Introducing Squiggle AI

We’re releasing Squiggle AI, a tool that generates probabilistic models using the Squiggle language. This can provide early cost-effectiveness models and other kinds of probabilistic programs.

No prior Squiggle knowledge is required to use Squiggle AI. Simply ask for whatever you want to estimate, and the results should be fairly understandable. The Squiggle programming language acts as an adjustable backend, but isn’t mandatory to learn.

Beyond being directly useful, we’re interested in Squiggle AI as an experiment in epistemic reasoning with LLMs. We hope it will help highlight potential strengths, weaknesses, and directions for the field.

Screenshots

The “Playground” view after it finishes a successful workflow.
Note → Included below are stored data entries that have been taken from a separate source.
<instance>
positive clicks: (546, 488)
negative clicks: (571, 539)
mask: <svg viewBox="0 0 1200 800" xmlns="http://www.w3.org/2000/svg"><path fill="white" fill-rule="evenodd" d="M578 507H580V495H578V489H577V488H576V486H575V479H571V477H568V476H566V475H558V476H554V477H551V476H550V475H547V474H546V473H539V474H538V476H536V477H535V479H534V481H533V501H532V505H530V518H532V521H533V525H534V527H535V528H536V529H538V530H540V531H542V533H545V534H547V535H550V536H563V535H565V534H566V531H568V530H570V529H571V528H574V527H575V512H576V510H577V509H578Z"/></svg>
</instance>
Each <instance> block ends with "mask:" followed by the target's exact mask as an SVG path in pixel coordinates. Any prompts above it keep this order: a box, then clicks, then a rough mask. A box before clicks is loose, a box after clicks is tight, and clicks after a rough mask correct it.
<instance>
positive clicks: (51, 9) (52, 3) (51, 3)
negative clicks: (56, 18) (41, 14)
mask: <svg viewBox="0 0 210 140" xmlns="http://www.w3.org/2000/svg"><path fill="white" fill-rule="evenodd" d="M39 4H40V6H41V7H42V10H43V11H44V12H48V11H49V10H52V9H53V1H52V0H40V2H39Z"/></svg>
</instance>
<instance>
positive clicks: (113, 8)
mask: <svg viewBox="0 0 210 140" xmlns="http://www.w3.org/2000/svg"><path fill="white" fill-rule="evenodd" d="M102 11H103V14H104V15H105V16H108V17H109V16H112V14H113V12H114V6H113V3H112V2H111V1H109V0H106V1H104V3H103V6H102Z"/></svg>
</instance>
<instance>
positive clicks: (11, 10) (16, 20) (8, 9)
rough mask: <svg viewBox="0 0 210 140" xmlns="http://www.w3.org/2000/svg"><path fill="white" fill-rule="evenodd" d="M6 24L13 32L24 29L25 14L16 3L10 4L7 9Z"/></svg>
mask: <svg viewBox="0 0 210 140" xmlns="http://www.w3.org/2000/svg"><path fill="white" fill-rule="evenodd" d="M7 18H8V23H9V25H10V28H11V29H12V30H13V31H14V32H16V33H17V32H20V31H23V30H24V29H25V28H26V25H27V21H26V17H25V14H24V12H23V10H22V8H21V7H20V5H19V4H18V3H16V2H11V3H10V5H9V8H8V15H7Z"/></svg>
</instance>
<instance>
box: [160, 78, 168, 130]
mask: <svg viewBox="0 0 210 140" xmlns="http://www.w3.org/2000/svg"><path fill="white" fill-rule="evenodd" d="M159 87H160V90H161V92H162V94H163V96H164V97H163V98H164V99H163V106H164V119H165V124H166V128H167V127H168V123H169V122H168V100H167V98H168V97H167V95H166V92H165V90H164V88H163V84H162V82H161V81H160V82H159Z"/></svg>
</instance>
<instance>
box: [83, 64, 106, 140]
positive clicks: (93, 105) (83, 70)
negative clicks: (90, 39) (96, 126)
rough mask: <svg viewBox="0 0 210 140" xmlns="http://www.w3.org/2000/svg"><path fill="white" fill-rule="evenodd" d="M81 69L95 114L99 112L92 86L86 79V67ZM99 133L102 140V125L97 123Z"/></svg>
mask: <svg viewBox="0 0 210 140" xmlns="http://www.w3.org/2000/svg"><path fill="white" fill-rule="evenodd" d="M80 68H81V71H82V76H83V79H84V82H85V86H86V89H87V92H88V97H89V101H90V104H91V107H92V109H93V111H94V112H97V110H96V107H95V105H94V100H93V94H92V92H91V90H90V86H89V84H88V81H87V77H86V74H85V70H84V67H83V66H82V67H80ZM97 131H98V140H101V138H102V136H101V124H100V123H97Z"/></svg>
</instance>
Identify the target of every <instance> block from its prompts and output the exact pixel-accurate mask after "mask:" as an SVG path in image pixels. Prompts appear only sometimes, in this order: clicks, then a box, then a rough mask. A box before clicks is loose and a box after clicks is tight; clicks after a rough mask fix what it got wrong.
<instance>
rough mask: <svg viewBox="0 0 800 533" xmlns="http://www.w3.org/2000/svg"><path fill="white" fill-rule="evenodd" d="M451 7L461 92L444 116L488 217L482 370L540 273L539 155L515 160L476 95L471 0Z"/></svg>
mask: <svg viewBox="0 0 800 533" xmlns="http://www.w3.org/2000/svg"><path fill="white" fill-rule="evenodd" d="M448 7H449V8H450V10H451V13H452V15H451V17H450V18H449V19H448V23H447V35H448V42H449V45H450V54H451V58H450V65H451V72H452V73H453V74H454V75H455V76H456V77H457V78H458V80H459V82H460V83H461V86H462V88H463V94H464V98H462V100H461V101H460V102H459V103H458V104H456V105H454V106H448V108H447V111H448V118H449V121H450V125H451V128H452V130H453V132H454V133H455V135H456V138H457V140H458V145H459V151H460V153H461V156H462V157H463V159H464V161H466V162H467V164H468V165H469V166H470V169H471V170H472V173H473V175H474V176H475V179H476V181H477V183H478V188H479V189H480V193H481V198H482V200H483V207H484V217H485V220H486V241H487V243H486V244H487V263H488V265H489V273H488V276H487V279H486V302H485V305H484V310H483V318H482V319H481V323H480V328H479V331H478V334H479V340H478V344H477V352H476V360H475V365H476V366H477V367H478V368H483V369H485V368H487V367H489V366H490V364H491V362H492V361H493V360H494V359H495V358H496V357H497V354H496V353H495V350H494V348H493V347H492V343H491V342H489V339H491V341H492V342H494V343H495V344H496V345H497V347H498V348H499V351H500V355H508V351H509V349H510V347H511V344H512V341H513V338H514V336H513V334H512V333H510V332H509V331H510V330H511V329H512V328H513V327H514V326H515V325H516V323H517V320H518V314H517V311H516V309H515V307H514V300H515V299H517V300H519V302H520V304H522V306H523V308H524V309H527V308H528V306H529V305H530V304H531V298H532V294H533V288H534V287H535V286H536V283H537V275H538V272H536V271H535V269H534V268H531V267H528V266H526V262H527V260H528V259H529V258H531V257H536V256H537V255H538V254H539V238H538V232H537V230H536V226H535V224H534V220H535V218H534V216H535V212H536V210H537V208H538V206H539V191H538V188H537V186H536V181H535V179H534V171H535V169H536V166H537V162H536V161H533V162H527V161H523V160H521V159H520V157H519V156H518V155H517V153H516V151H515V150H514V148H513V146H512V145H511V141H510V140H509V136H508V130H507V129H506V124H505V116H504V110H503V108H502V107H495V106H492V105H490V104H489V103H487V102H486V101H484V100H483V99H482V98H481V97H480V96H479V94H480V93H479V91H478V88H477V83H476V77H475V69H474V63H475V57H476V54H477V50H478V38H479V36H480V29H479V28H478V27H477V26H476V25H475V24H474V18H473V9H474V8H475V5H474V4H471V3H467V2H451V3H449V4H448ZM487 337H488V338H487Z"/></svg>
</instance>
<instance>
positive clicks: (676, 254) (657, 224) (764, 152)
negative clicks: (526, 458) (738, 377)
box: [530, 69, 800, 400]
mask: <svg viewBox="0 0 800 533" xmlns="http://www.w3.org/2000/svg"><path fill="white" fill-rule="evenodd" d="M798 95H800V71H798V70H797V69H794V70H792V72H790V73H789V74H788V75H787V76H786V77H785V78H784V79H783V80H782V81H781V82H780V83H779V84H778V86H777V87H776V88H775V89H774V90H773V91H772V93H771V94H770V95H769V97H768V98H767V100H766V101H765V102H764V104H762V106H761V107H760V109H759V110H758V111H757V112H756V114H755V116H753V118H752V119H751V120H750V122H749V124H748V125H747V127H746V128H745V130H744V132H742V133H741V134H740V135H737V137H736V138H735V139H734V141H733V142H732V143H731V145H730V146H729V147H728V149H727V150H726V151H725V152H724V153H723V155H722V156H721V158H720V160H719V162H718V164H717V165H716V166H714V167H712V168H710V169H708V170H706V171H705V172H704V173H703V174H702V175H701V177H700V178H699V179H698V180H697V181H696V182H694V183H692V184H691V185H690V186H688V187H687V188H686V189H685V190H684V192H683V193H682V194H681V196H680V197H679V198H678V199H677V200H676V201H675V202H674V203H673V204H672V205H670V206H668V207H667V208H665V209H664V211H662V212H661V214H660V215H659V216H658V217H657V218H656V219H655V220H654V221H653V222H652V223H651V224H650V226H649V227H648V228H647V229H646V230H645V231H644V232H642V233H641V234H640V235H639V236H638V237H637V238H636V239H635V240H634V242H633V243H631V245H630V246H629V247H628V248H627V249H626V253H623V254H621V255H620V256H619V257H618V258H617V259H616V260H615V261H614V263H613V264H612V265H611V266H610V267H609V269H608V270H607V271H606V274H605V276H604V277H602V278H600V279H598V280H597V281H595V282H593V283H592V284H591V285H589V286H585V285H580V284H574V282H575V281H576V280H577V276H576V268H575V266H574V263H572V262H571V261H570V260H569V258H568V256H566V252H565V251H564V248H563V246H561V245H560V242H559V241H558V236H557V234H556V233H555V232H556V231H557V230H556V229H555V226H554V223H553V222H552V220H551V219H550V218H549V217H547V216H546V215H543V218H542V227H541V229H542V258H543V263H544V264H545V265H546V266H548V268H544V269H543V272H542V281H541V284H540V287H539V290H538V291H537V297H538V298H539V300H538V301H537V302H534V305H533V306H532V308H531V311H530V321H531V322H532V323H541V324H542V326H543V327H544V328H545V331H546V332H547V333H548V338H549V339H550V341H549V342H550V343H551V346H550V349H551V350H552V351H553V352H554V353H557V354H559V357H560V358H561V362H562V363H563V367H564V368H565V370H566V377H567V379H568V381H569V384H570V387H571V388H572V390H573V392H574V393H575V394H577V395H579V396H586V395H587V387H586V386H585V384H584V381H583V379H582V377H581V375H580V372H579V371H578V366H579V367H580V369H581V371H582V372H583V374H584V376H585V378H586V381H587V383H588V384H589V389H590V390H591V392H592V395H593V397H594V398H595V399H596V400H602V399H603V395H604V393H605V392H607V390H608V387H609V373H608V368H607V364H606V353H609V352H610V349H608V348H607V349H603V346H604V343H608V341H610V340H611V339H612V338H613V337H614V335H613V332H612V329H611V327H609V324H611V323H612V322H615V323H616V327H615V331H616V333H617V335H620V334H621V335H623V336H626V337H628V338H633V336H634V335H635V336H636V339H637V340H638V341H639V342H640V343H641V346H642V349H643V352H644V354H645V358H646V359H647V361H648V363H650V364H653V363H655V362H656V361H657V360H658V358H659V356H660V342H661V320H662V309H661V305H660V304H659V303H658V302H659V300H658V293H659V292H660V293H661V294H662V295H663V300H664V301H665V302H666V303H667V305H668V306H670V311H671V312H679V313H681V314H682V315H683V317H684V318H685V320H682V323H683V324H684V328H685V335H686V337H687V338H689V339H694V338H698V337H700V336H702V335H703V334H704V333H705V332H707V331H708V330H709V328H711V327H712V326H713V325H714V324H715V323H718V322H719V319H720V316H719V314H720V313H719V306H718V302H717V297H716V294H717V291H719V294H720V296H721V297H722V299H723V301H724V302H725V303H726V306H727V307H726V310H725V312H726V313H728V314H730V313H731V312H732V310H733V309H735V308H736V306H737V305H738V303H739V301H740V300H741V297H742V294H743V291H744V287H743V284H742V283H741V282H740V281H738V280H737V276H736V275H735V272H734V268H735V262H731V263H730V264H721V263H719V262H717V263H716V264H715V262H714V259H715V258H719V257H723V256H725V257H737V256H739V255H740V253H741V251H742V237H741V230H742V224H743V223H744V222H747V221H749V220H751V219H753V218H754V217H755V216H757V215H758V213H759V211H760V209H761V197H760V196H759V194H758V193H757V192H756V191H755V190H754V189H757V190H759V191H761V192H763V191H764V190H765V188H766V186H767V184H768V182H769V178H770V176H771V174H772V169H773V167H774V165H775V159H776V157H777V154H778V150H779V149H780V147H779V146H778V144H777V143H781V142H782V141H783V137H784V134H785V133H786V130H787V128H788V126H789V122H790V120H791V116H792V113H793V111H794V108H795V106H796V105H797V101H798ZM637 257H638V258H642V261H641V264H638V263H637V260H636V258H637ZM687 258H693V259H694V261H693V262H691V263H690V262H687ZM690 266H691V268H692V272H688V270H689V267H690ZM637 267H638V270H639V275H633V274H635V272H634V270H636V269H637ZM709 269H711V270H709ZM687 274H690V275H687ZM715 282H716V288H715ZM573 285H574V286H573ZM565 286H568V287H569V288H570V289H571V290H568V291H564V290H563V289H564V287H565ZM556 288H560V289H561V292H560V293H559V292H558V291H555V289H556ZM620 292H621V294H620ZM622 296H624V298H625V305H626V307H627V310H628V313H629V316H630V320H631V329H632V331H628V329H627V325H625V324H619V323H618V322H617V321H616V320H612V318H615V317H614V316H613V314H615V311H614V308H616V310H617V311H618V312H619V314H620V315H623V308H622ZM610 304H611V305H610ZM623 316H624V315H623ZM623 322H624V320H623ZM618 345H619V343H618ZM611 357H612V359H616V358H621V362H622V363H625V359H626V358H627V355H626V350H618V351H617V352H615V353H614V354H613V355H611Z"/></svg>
Form on the left, code in the middle, code output on the right.
The “Steps” page. Shows all of the steps that the workflow went through, next to the form on the left. For each, shows a simplified view of recent messages to and from the LLM.

Motivation

Organizations in the effective altruism and rationalist communities regularly rely on cost-effectiveness analyses and fermi estimates to guide their decisions. QURI’s mission is to make these probabilistic tools more accessible and reliable for altruistic causes.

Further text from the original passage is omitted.